Thank you notes, conversation points and accountability

As part of the Connect with Anyone course that I am currently doing, there are exercises that I have to complete.

Much of what I am learning about on this course is stuff that I already know. But there is a difference between stuff I already know, and stuff that I actually put into action.

Thank you notes

One example of this is the idea of a thank you note. Often when I have had a good meeting with someone, I will email them a thank you note. But it will probably be little more than just a thank you.

The exercise I had about thank you notes was to follow a set template, where the thank you note was more explicit and detailed. I suppose, previously I had always been worried about sounding insincere, despite knowing that people in client services do this sort of thing all the time.

So I chose my victim… sorry, recipient and sent her a thank you about a meeting we recently had. It was detailed and it was sincere. Part of the exercise was a suggestion to meet again. I made this suggestion and she wholeheartedly agreed. The thank you note worked very well.

Like I said, I think I knew all of this, but I was worried about seeming insincere. Having this exercise was like giving me permission to be open and explicit.

Conversation Points

Another exercise was about started conversations with complete strangers. Surprisingly, I don’t have any problem with this (or very little problem), and the point in the exercise were points that I already abided by. Specifically, the three second rule. Once you’ve decided to talk to someone, do it within 3 seconds, otherwise you’ll overthink it.

One of the useful points from this exercise was about subjects to talk about. I, unfortunately, often fall back onto the old standard of “what do you do?”. But as this exercise points out, maybe someone’s job is not the thing they want to talk about. It may be the least interesting, to them, thing to talk about. So this exercise gives a mnemonic of things to talk about: FISH – family and friends, interests, strengths and health & fitness.
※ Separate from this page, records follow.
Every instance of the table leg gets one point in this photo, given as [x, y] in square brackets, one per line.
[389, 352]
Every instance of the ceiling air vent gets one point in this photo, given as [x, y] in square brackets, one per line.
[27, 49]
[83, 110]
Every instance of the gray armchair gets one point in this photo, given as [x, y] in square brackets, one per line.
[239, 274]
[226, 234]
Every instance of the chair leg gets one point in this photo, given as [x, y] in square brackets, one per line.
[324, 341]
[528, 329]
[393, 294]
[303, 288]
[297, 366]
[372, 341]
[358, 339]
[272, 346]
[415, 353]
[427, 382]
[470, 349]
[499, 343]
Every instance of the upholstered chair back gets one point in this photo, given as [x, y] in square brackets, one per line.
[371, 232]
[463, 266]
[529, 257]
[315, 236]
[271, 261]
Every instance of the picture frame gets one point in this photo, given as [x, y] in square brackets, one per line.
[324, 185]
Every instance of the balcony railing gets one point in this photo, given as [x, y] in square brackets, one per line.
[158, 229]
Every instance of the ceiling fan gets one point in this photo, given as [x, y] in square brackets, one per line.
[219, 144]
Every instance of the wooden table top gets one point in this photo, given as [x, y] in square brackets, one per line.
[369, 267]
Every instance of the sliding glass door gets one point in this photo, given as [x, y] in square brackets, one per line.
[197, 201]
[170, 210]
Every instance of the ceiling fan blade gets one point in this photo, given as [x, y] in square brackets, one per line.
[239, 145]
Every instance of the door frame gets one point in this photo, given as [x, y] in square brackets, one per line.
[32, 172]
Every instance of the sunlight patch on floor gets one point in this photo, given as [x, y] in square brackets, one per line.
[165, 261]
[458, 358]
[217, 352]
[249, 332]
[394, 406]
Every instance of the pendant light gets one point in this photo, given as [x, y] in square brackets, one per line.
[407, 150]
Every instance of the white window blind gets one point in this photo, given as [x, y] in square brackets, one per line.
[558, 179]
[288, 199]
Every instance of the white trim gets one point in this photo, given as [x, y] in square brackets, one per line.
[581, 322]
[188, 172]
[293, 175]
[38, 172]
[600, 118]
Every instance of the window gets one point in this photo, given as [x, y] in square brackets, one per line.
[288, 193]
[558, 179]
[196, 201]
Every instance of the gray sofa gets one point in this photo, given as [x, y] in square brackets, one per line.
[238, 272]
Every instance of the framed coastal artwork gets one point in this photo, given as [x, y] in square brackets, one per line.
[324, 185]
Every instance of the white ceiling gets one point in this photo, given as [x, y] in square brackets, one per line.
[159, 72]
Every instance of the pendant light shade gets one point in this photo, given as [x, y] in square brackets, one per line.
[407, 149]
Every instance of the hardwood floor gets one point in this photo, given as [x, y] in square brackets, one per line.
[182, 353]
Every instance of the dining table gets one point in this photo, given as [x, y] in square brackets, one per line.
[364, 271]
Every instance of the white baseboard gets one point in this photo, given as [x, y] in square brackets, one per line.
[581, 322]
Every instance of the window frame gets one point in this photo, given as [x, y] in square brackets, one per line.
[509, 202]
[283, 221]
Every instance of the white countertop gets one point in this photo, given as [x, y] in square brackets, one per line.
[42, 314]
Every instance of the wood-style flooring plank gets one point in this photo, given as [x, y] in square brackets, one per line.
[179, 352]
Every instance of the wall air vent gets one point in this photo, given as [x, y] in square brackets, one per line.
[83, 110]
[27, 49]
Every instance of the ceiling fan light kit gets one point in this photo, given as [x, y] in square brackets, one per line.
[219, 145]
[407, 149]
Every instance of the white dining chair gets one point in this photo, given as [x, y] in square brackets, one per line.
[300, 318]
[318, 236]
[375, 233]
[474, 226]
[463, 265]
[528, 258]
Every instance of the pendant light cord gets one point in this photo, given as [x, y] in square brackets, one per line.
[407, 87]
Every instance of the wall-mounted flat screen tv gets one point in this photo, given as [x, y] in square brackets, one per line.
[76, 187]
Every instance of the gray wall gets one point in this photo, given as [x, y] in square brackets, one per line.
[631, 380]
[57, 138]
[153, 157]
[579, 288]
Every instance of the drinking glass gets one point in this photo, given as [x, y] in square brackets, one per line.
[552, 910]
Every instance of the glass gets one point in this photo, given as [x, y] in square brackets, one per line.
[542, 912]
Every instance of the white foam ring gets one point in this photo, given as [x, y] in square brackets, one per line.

I tried this with another new connection I had made. I asked him about his interests. And I got back an effusive response, included some interests that intersected with mine. From there we went on to have a lengthy and broad-ranging conversation. It really did work.

Accountability

As part of the Connect with Anyone course we have a weekly Skype call. At the end of the call this week, I was asked how the group could help me. I had achieved everything I wanted to from the last exercise, so I didn’t know how to answer this. But shortly after the call, it came to me. The group is already helping, because they are keeping my accountable. I am actively doing all the exercises, otherwise I have to report back to them why I can’t. This is something that Live Your Legend says that I need, an accountability buddy. For the next 8 weeks, I have one.